Agriculture. A way of life that dates back to America’s founding fathers. It is not only a lifestyle that allows people to produce food, it is a lifestyle that allows people to care for the land in such a way that the land is brought to its fullest potential. In Eastern Oregon, some groups seek to designate 2.5 million acres of Oregon land into a national monument. This is a move that would be devastating to the ranchers and community of Malheur county.

Jerome Rosa, executive director for Oregon Cattlemen’s Association, elaborated on why this designation would hurt Oregon Ranchers. “In essence, it could devastate the local economy, their businesses, their culture and their children’s future. The designation would establish additional restrictions that would affect or eliminate their ability to ranch in that area.”

Ranchers who live in the area aren’t fully sure what to expect, but looking at other monument designations, things don’t look good. “I don’t have a clue what will happen,” said past OCA President and current Malheur County rancher Bob Skinner. “They tell you it’s not going to affect ranching, but historically (monument designations) are a disaster.” Skinner said he cannot find anywhere where a monument designation has been a success story for ranching.

He said the designation also brings concern for how future wildfire management through the Range Land Fire Protection Association (RFPA), a group largely made up of local citizens and ranchers, will occur. “We are the front line for fire suppression. If history repeats itself, we suspect RFPA’s won’t be able to access the roads needed to fight wildfires easily,” Skinner said.

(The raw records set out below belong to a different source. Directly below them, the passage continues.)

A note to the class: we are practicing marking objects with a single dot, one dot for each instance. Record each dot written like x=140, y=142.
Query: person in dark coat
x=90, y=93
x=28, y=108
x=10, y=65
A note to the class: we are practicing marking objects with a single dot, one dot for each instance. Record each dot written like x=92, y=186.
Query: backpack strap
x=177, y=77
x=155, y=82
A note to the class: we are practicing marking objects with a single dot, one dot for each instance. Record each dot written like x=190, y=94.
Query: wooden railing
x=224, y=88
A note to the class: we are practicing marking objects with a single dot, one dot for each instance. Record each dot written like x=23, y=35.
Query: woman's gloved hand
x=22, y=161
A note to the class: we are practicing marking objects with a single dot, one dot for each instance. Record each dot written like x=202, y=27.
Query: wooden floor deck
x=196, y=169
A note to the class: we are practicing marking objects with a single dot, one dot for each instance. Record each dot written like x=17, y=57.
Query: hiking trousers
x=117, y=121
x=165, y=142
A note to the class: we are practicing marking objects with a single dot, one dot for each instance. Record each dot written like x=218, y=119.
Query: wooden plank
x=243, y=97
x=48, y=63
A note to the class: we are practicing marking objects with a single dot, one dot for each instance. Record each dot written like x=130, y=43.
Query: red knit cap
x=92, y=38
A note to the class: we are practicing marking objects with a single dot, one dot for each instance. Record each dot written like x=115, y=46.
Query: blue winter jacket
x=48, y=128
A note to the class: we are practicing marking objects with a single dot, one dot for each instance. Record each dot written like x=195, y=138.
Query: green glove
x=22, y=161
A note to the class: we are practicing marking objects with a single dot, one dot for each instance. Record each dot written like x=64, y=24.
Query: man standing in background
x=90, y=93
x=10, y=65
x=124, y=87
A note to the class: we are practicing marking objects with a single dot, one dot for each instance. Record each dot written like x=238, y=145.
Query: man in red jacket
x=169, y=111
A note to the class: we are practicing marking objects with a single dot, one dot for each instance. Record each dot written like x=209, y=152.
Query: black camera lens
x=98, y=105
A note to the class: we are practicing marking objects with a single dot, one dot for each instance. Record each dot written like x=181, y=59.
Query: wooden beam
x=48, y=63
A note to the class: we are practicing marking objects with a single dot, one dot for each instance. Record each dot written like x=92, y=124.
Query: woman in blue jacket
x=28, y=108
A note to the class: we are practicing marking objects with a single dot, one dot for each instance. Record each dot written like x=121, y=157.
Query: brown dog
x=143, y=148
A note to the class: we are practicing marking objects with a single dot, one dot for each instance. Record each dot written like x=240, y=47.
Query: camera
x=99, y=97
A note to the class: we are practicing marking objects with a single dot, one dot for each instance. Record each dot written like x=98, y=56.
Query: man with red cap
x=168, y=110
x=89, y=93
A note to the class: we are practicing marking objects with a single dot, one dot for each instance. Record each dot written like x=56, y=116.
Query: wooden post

Several efforts are in progress to try and stop the monument designation in Malheur County. “OCA is working with local ranching groups, a public relations group, and with state and federal legislatures to prevent the monument designation,” Rosa said.

Meanwhile, those in Malheur County brace themselves for the possibility of a designation that would threaten their way of life. “Cattle is the number one industry in Malheur County,” Skinner said. “If we take a bunch of cattle out of the county, it’s going to devastate its economy. It will have an impact on the state.”

The Oregon Cattlemen’s Association was founded in 1913 and works to promote environmentally and socially sound industry practices, improve and strengthen the economics of the industry, and protect its industry communities and private property rights.